I'm surprised nobody ever asked me why I state on my homenode
that the Ummah is my company for life. I don't think the average person knows what it is. I put it up there some three years ago, after some thought, and proudly kept it there.
What is the Ummah? It is the community of believers in Islam. It's the worldwide fellowship of Muslims everywhere. One Nation under God, indivisible with liberty and justice for all. (truly, not just a motto or pledge)
That definition is so simple, and perhaps so simple that a typical reader will glance at it and move on. But let me tell you, it's something that words truly fail to describe. It's something that I came across when I was 17, and I could immediately sense it when I first started observing Muslims. Now, I don't know where I would be or how I could function if it wasn't there.
This community of people is strong. It's vast. It's intense. I don't exactly know how it forms, it's a combination of strong devotion to the Monotheistic faith, the frequency of prayers in a communal group, the fact that we are all similar despite the various languages. Early on, I used to think that it was because we were a minority in a non-Muslim country, but it's far more than that. I think it's because we all share a sense of the numinous. Read Jaez's definition of taqwa, but even that doesn't give you an appreciation of its power; I've seen people burst into tears as Islam becomes so real to them. Maybe that's what binds us. It makes us so alike one another and capable of such empathy for one another. Jesus, peace be upon him, told his followers to "love thy neighbor." The Prophet Muhammad, peace be upon him, repeated that sentiment and also left us a shining example of how we should be as Muslims, especially towards one another
You could try to dismiss this sense of zeal and togetherness as part of a cult, but it's not that. Cults are small, isolated communities, often tied to one location or living leader, but Islam encompasses the globe. I was in Penn Station, North America's busiest train station, and I chance-encountered another Muslim traveler. Although I never met him before and we were quite different in age, we exchanged hearty handshakes, and greeted each other warmly. He called me "brother" and I asked him which way Mecca was. People have tried to con me and rip me off many times at the train station, but I trusted this man, a Muslim can sense one another kindred soul. I cannot tell you how often this has happened to me only in the last 3 years.

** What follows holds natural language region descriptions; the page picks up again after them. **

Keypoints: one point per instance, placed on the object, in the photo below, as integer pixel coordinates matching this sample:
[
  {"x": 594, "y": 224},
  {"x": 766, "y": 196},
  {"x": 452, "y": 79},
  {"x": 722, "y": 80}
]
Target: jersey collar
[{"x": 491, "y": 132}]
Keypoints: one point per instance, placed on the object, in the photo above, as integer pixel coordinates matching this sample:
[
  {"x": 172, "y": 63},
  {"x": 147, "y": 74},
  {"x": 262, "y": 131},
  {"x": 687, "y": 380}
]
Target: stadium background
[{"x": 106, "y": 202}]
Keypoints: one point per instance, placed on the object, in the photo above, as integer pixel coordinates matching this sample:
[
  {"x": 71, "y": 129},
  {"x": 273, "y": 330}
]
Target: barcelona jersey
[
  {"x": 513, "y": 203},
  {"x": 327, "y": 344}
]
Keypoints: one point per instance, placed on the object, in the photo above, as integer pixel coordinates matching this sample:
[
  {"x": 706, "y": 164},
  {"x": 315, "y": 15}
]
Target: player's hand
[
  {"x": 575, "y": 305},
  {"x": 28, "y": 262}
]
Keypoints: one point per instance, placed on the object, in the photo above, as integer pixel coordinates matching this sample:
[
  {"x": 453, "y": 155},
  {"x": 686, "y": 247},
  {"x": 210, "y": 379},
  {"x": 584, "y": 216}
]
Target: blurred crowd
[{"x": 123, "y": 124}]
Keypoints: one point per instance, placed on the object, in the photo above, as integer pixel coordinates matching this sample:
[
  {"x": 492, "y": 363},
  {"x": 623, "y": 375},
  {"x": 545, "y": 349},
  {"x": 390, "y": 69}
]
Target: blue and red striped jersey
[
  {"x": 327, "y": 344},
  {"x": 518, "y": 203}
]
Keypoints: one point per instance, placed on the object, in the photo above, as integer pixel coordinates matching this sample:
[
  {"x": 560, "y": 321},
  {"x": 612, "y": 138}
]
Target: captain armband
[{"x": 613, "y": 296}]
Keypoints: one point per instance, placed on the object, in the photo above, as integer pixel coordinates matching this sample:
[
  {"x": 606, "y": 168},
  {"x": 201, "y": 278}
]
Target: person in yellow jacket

I've visited many various mosques within New York, and some outside. It doesn't matter if I only speak English and they only speak Pashto or Arabic, we know how to greet one another as brothers, and we all pray together, in the same direction and in the same language. The Muslims are the most hospitable group I have met in my life. If you are also Muslim as well, you are a brother to them and they will drop everything to help you. I've exchanged phone numbers with people I've barely known for five minutes, and yet it's like we've known each other for ages. I have to plead with Muslim cab drivers to accept my money, although we don't even know each other's last names or anything before I hop in for a ride.
Muslims are supposed to defend their families and their faith to the death. This is called loyalty. The Prophet Muhammad, peace be upon him, said: “The Muslim Community (Ummah) is like a body; if one part is in distress, the whole suffers.” The Muslims I've met, and this is thousands of them, actually take it to heart instead of just a token gesture. If one of my friends needs help, we all come to his or her aid. If someone in the community is ill or grieving, the group assists.
There is something aweing about it. We are one Ummah, we are bound together. When Muslims in Iraq, Afghanistan, Palestine, Kashmir, Chechnya, and Indonesia suffer, we feel their pain. I found myself sobbing at a total stranger's funeral, though I doubt I ever met him before and there was no eulogy on him. I've spent hours on the phone counseling my brothers, although we are not related by family. That's something I still can't describe in words, the Ummah is a family, perhaps even stronger than a blood one. My brothers earnestly care for me, and I love them as much as or more than family, despite being the only son in my family.